Em Manáos assumiu a redacção da Federação, órgão do Partido Republicano Federal e metteu-se na politica á qual, aliás, eram avessos seu gênio de bohemio e seu temperamento de sonhador. Sob sua direcção sustentou a Federação a phase mais difficil e, pode-se dizer, brilhante do Partido.
Em Julho de 1896, com a ascenção ao poder do Dr. Fileto Pires deixou a Federação e entrou no Amazonas Commercial no qual escreveu uma longa serie de artigos de critica social e humorística com os pseudonymos de Padre Theobaldo, João da Ega, Alfredo Cezar, etc.
Em Agosto de 1897 publicou o seu primeiro livro de versos—Myrthos com um bello prefacio de Valentim Magalhães, livro que foi auspiciosamente recebido pela imprensa brasileira e portuguesa.
Incompatibilisado com a politica do Governador Ramalho pela má vontade que este mostrava á colonia Cearense, representada pela Patria, Themistocles dedicou-se á advocacia, seguindo para o Acre em fins de 1899 como advogado da casa Guilherme Miranda e patrono de um aviado do mesmo, o celebre Guimarães, conhecido em todo o Acre.
Não conseguiu fazer a defeza no jury por ter fallecido o criminoso.
Doente, Themistocles Machado voltou para o Ceará onde passou um anno entre a vida e a morte, e melhorado de saúde exerceu o cargo de professor de Português do 1.o anno da Escola Normal.
Regressando para o Norte, exerceu alli cargos na magistratura, como o de promotor publico de Guamá.
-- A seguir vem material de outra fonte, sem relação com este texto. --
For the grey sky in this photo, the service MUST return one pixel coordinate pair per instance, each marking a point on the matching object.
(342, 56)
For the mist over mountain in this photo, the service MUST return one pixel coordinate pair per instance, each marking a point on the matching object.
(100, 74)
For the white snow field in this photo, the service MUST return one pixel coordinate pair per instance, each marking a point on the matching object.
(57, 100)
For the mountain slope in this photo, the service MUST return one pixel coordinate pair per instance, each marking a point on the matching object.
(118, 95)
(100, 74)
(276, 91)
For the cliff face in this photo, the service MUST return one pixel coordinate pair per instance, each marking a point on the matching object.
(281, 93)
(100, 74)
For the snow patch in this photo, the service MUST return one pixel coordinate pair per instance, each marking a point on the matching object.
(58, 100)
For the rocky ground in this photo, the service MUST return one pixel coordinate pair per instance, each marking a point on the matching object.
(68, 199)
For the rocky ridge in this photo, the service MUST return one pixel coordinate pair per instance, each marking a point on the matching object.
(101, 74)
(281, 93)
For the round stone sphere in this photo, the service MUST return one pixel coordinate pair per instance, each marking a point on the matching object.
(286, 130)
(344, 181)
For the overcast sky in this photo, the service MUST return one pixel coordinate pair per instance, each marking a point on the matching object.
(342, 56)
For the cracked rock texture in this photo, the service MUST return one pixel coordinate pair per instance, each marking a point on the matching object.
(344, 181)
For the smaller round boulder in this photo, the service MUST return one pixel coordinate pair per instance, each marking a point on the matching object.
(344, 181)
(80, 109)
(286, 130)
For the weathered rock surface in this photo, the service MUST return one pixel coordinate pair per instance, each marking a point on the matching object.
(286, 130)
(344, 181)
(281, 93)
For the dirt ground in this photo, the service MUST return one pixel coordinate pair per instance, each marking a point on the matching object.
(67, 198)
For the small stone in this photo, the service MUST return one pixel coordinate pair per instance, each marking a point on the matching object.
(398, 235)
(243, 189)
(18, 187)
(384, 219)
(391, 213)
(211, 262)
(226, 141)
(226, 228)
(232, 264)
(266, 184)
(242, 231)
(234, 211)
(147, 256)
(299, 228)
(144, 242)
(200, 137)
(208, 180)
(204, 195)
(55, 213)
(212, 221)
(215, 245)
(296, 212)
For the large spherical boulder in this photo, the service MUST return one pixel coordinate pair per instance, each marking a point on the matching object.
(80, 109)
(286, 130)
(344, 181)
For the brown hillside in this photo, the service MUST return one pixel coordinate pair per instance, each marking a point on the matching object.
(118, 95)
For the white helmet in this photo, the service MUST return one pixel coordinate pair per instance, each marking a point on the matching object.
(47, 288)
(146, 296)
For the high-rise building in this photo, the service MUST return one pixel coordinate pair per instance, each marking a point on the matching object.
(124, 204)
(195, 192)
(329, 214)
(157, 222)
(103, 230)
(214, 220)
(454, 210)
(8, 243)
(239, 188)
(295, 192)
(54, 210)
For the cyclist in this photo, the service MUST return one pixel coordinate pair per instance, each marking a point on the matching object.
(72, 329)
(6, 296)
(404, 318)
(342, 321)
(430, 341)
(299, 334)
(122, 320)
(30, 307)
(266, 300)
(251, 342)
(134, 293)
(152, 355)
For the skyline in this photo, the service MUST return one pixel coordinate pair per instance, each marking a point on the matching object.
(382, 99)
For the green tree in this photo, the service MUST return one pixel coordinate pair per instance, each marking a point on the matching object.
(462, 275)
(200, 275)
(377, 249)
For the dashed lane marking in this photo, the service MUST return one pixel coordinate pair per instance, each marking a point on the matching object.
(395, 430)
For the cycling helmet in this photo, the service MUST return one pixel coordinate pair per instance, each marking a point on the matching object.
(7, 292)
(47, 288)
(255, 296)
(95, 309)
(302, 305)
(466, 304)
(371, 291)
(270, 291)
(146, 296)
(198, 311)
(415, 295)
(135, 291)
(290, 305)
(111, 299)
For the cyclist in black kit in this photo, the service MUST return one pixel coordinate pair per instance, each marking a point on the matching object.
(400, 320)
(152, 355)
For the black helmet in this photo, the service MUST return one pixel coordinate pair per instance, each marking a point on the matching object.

De volta definitivamente á Fortaleza occupa um logar na Repartição das Obras do Porto.
Alem do Myrthos, já citado, publicou5
- O caso do Amazonas. A Fileteida. Poema heroico-cômico. Versos macabros, 1898, com duas edições de mil exemplares cada uma.
- A Esmola (scenas da miseria) Poemetos. Edição especial e única, cuja venda foi destinada a ser applicada em beneficio dos indigentes cearenses. Editor Louis C. Cholowiecki, Ceará, Novembro de 1900.
- O Maldicto. Scenas dos crimes do celebre faccinora José Lopes de Souza, que envenenou ires esposas e dois filhos. Manáos, Typographia Palais Royal, 1901, in 8.o de 25 pp.
- Pela Republica, verso e prosa, Fortaleza, Typ. Econômica n.o 43, Praça do Ferreira, 1902. É um trabalho de propaganda.
- Invocação de victima. (Para as victimas da politicagem cearense). Pará, Typ. de A. Loyola & Soeiro, 1904, 13 pp. in-8.°
Tem entre mãos a feitura de um romance A Victima, cujo entrecho se desenrola nas regiões Amasonicas, e do livro Perfis amigos, contendo biographias de rapazes de letras do Ceará, hoje fallecidos.